The findings of the year-long study, funded by the Surrey-based South East Regional Special Educational Needs Partnership, suggest that children with ASC benefit greatly from Applied Behaviour Analytic approaches, but less so from other commonly offered types of early intervention programmes.
The Swansea team, which comprised Lisa Osborne, Emma Waddington, and Mark Corness, and was led by Professor Phil Reed, of the University’s Learning and Behaviour Group, compared the effects of the different early intervention programmes, as they occurred in the community, rather than examining specially tailored clinic-based interventions.
It looked at the effectiveness of these early interventions on children’s intellectual, educational, and adaptive behavioural functioning, as well as at the effects of the intervention on family stress levels.
Children supported by Applied Behaviour Analytic (ABA) programmes made greater intellectual and educational gains than children in other intervention programmes, while Special Nursery programmes also produced gains, compared to other less time-intensive programmes.
While there was no clear relationship between the amount of intervention time received and the children’s improvements, an ABA programme of around 20 hours per week appeared to be most effective.
However, the research failed to find any evidence of ‘recovery’ from ASC, as a result of any intervention.
Professor Reed said: “Helping children and young people with ASC to function independently not only enhances their quality of life, but also does much to relieve the enormous psychological strain on the family, and the financial pressures on many external supporting agencies.
“There are too few evidence-based evaluations of the effectiveness of the different types of interventions offered, in terms of promoting a child with ASC’s functioning.

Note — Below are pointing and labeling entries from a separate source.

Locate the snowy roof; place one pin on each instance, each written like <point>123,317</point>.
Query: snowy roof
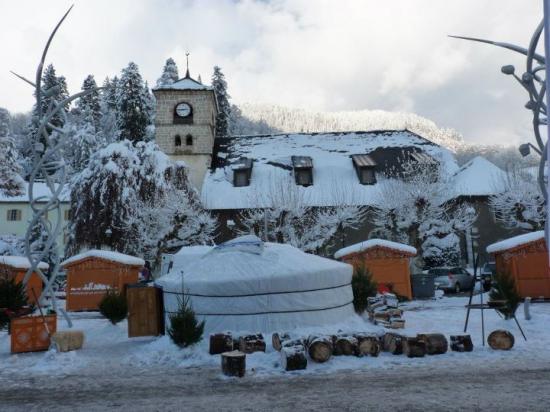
<point>335,180</point>
<point>106,255</point>
<point>40,190</point>
<point>20,262</point>
<point>515,241</point>
<point>479,177</point>
<point>187,83</point>
<point>372,243</point>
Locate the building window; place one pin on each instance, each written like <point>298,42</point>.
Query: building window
<point>14,215</point>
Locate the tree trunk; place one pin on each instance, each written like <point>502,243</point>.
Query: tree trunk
<point>293,358</point>
<point>252,343</point>
<point>278,339</point>
<point>220,343</point>
<point>461,343</point>
<point>501,339</point>
<point>234,363</point>
<point>319,348</point>
<point>436,343</point>
<point>414,348</point>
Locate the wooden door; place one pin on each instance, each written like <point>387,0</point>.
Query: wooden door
<point>145,311</point>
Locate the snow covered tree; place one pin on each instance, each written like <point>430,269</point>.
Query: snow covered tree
<point>132,105</point>
<point>11,183</point>
<point>169,73</point>
<point>224,108</point>
<point>520,205</point>
<point>416,209</point>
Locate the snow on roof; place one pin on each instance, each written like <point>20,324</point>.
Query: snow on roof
<point>479,177</point>
<point>371,243</point>
<point>106,255</point>
<point>187,83</point>
<point>40,190</point>
<point>335,180</point>
<point>20,262</point>
<point>515,241</point>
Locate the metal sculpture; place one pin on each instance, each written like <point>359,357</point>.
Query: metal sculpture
<point>47,164</point>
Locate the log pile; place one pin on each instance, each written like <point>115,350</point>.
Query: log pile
<point>461,343</point>
<point>383,310</point>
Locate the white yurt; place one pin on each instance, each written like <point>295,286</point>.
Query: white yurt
<point>247,285</point>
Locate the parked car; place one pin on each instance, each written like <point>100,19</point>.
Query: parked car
<point>452,279</point>
<point>486,275</point>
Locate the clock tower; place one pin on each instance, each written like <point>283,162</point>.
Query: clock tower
<point>185,124</point>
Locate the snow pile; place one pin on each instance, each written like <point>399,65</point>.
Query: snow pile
<point>240,287</point>
<point>20,262</point>
<point>372,243</point>
<point>106,255</point>
<point>515,241</point>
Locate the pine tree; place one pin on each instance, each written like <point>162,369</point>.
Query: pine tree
<point>11,183</point>
<point>132,105</point>
<point>169,73</point>
<point>224,108</point>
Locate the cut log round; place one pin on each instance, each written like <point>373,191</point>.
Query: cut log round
<point>319,348</point>
<point>414,348</point>
<point>278,339</point>
<point>252,343</point>
<point>461,343</point>
<point>436,343</point>
<point>293,358</point>
<point>234,363</point>
<point>501,339</point>
<point>220,343</point>
<point>344,346</point>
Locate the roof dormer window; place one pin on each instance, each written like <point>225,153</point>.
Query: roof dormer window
<point>365,167</point>
<point>242,172</point>
<point>303,170</point>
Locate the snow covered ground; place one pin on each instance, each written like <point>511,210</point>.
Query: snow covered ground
<point>108,354</point>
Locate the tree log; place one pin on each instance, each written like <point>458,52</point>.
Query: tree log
<point>319,348</point>
<point>293,358</point>
<point>501,339</point>
<point>414,348</point>
<point>461,343</point>
<point>278,339</point>
<point>436,343</point>
<point>393,343</point>
<point>234,363</point>
<point>220,343</point>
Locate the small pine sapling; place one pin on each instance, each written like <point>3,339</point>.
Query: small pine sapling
<point>363,287</point>
<point>504,289</point>
<point>185,330</point>
<point>114,306</point>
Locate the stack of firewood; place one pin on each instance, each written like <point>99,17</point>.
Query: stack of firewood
<point>383,310</point>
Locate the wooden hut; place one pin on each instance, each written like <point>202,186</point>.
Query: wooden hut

Therefore, there is a clear need to evaluate further interventions, in order to give parents and support workers the information necessary to decide on the most appropriate intervention for the child.”

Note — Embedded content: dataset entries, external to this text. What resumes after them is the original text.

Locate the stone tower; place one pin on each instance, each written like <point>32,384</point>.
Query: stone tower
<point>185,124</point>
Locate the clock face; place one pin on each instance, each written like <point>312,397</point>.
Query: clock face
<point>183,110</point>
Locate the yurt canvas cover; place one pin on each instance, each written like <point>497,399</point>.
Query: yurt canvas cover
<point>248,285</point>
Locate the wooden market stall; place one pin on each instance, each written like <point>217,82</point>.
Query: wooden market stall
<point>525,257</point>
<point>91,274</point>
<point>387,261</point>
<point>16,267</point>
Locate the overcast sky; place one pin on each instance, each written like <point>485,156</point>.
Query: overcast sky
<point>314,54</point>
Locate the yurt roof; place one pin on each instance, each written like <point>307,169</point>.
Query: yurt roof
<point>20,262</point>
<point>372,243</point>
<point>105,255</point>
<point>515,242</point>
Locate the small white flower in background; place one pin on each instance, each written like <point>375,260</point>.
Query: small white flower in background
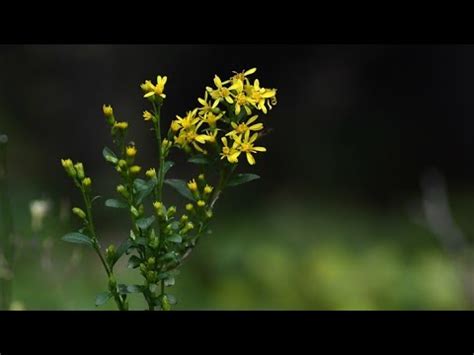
<point>17,306</point>
<point>38,209</point>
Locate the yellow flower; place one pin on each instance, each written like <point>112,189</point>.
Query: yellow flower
<point>152,90</point>
<point>151,173</point>
<point>208,189</point>
<point>131,151</point>
<point>231,153</point>
<point>69,167</point>
<point>107,110</point>
<point>259,95</point>
<point>192,185</point>
<point>246,146</point>
<point>243,127</point>
<point>121,125</point>
<point>206,106</point>
<point>175,126</point>
<point>147,116</point>
<point>189,120</point>
<point>242,75</point>
<point>135,169</point>
<point>211,119</point>
<point>201,203</point>
<point>221,92</point>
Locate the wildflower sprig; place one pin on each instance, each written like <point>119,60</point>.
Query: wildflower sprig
<point>214,135</point>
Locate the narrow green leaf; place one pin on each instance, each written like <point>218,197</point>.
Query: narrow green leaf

Professor Reed added: “An important current issue for many parents is that they are often only offered a mixture of approaches, rather than being able to opt for their preferred intervention.
“As it is unlikely that they will be in the position of being able to make a choice of intervention, the effectiveness of employing more than one intervention needs to be compared to that of the ABA approach. It will also be important to examine the effects of such interventions on the progress of a child with ASC at school.”
The initial published articles can be found in the 2007 issues of the journals, Exceptional Children, and Journal of Autism and Developmental Disorders.